Recent tariffs have been imposed on imports from China, causing economic uncertainty and trade tensions.  And let us not forget the potential labor negotiations on the US East Coast ports.  Refer to the March edition of The Cold Front for more on that story.  The shortage of containers at some Chinese ports has major retailers on edge as logistics providers sound the alarm on container shortages. According to the article, providers of ocean container freight have already announced a general rate increase beginning on June 1st.  MSC, the world’s largest ocean freight company, has announced rates destined for the US West Coast will increase to $8,000 – $10,000 per 40’ container. Additionally, ‘blank sailings’ have increased in May and June.  Blank sailings refer to the situation when an ocean carrier cancels a scheduled vessel sailing.  This results in a temporary reduction in shipping capacity in that route.  The reason for blank sailings could be related to capacity management or a strategic decision to influence freight rates. Drewry, a maritime research company, reported 17 blank sailings on the Transpacific route, which resulted in a severe decline in space availability. RLS will continue to monitor container and port activity as we continue through this busy period. 
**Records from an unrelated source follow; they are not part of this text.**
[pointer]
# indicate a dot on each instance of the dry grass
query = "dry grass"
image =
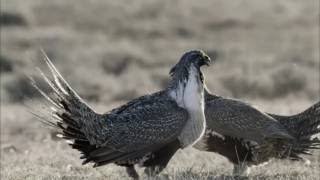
(113, 51)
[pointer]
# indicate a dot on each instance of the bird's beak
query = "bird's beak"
(206, 60)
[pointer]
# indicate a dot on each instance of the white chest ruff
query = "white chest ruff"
(190, 97)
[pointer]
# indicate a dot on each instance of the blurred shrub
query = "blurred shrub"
(117, 65)
(19, 88)
(287, 80)
(11, 19)
(5, 64)
(279, 83)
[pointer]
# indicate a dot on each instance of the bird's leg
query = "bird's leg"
(132, 172)
(241, 169)
(152, 171)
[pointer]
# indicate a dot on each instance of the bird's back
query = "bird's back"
(238, 119)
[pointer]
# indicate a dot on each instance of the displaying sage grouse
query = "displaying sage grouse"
(247, 136)
(139, 131)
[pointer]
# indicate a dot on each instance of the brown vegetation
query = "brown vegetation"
(112, 51)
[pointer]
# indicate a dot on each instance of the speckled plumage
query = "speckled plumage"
(246, 135)
(135, 132)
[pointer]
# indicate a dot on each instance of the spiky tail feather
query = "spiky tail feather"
(305, 127)
(69, 114)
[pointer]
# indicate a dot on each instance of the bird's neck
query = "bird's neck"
(189, 95)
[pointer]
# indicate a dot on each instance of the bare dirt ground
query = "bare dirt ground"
(112, 51)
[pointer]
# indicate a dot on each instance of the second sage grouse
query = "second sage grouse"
(135, 132)
(247, 136)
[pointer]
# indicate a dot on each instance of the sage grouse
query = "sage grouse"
(134, 133)
(247, 136)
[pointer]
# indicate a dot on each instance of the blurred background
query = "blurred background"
(267, 54)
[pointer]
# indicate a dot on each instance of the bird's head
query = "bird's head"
(190, 61)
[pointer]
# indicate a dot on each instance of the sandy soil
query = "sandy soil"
(267, 53)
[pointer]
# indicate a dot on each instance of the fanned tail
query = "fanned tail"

Produce Season and Reefer Volume

According to Analytics, the produce season kicked off to a slower start than usual.  Volumes were 6% lower year over year in late April and early May. Typically, produce season can significantly influence freight volumes and rates due to the seasonality of agriculture production and the high demand for timely transportation.  The peak produce season in the US is Spring (March-June): Strawberries, asparagus, and lettuce, particularly in California and Florida. Summer (June-September): Variety of fruits and vegetables like tomatoes, peaches, and melons, particularly in the Midwest, California, and the Southeast.  Fall (September – November): Apples, pumpkins, and squash, primarily from the Northeast and Midwest.  Volumes in these markets can spike by 30%, creating an imbalance of capacity and higher freight rates.
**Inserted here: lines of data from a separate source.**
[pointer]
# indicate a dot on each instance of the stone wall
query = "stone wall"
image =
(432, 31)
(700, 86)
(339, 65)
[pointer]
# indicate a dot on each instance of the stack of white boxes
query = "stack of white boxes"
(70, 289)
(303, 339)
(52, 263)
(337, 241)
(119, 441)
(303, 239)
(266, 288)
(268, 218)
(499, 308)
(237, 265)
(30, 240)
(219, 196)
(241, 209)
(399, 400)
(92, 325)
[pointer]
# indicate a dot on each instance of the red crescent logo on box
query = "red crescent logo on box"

Traditionally, carriers may prioritize produce lanes over their contracted lanes, resulting in more tender rejections and elevating the spot market. Here are some tips for shippers to manage seasonal variations. Shippers should plan their transportation needs well before peak produce season, securing capacity early to avoid potential delays and paying higher rates.  Diversify providers and work with multiple carriers to build strong relationships and ensure access to capacity during these times. Call upon RLS Freight Brokerage services to understand how having access to instant capacity can benefit your company.  Be flexible with your schedules and offer service providers alternatives that other shippers may not have.  This can propel you as a shipper of choice from your providers. These tips are crucial not only for produce season but also when the freight market turns, and capacity becomes tight.